The ACCC has put together a very broad-ranging summary, utilising input from governments, departments, water lobby groups, farmers and water customers.
A glance through the 115 submissions will demonstrate the interest this issue has aroused.
The influence of speculators, the behaviour of water brokers, the crazy price escalations, the confusing array of multi-state regulations and the unintended consequences on the environment of some rules, are all laid out to see.
Surely the points raised in the interim report should have been dealt with in an issues paper.
Wait a minute — there was an issues paper released in October last year.
The latest interim report, a very thorough examination of the range of problems in water trading, looks more like an enhanced issues paper, than an interim report.
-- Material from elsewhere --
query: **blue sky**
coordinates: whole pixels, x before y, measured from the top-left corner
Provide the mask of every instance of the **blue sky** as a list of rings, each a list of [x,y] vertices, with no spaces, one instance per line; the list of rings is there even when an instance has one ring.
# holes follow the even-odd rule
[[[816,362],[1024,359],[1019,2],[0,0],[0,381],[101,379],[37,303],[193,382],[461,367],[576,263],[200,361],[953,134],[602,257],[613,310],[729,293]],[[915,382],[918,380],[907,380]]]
Curiously, while the ACCC had 11 months to compile this draft report, irrigators and anyone else interested in the outcomes, get only one month to read 500 pages, digest it and compile a submission in response.
That's two weeks to read it at night and two weeks to prepare a response.
And how can farmers and water organisations give a robust response when they are required to guess at the outcomes?
Readers are faced with statements like this: "The ACCC is considering whether there is conduct that is harming the efficient working of the water market.”
There are too many "ifs", "maybes" and "maybe nots" to get a really good handle on what the commission is trying to say.
We have been handed a very long summary of the complaints about the water market, with few concrete recommendations.
Irrigators will say: "We know what the problems are, give us some solutions.”